Thanks, saw that guilt reference digging through old threads. Her ED doesn't talk to her that way (I hope). He more tells her she's going to throw up and has every excuse in the book to pick a fight about why she shouldn't "have to" eat. Generally, when the meal is over, he's gone and he doesn't have any drive to make her continue conflict over food. No point. Meal's over.

Particularly when she's able to stave him off, I definitely want to give her a positive feedback loop to realize on her own how she may have gotten herself to eat. A huge part of her recovery is going to be her fighting him off without me there coaxing/coaching or reminding her to have another drink/bite. At this point, she doesn't know how to fight him off, and she doesn't always recognize when she has. I can point out to her how all the ridiculous excuses and negotiating are evidence that he's getting in control, but when he's there, she can't see it. Reason has left the building. Hopefully, the positive feedback from me will help her associate with fighting him off and the reward.
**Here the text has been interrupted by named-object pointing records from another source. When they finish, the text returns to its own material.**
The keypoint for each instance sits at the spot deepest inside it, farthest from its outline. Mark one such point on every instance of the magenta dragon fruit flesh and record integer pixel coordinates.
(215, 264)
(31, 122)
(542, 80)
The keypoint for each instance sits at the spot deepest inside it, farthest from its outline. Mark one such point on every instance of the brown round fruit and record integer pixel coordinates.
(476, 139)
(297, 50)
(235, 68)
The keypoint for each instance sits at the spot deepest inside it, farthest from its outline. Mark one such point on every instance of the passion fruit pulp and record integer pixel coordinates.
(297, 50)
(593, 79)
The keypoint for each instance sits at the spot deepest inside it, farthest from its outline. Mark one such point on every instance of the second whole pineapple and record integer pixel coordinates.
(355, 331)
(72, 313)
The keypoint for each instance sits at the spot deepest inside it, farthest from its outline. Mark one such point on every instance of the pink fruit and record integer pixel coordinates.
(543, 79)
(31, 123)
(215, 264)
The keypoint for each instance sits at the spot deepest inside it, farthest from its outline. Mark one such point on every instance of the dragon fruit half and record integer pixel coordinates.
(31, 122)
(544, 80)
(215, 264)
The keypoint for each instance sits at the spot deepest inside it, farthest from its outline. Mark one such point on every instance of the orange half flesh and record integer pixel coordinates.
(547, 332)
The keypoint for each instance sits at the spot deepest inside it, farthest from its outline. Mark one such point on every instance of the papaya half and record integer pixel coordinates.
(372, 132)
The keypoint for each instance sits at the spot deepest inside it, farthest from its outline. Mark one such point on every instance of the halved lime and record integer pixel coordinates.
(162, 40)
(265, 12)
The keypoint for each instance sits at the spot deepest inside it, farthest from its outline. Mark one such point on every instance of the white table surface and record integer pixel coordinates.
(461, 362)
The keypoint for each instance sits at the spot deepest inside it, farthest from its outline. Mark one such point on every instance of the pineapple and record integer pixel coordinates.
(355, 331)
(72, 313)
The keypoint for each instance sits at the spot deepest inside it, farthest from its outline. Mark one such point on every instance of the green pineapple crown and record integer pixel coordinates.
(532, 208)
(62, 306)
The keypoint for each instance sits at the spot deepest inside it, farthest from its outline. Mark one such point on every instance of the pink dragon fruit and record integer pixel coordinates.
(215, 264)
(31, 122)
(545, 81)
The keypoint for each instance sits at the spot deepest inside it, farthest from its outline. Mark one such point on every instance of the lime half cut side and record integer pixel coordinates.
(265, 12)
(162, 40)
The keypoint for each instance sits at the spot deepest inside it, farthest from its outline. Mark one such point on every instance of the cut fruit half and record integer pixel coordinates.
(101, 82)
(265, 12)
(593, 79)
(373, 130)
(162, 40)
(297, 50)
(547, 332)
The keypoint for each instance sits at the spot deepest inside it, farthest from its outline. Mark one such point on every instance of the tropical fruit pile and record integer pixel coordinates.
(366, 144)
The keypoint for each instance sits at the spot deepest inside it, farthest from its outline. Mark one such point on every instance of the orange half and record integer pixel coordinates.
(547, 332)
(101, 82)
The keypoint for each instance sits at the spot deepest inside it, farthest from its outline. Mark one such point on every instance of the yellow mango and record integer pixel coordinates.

I have also found that right after a meal is the wrong time to start discussing another one. Just keys up the anxiety that she just got over. It can be tricky to time planning breakfast. If she finished dinner/evening snack and I give her a hug and congratulate her, the next words out of my mouth can't be to jump into the next meal. That gets hard when her evening snack is right up against bedtime and I either try to get some agreement to breakfast planning while trying to get her to bed or I end up getting a half-answer when she's struggling to wake up. That has a coin flip of anxiety triggered by not wanting to get up on top of not wanting to think about food first thing. Shoving anxiety in there will override any positive feedback.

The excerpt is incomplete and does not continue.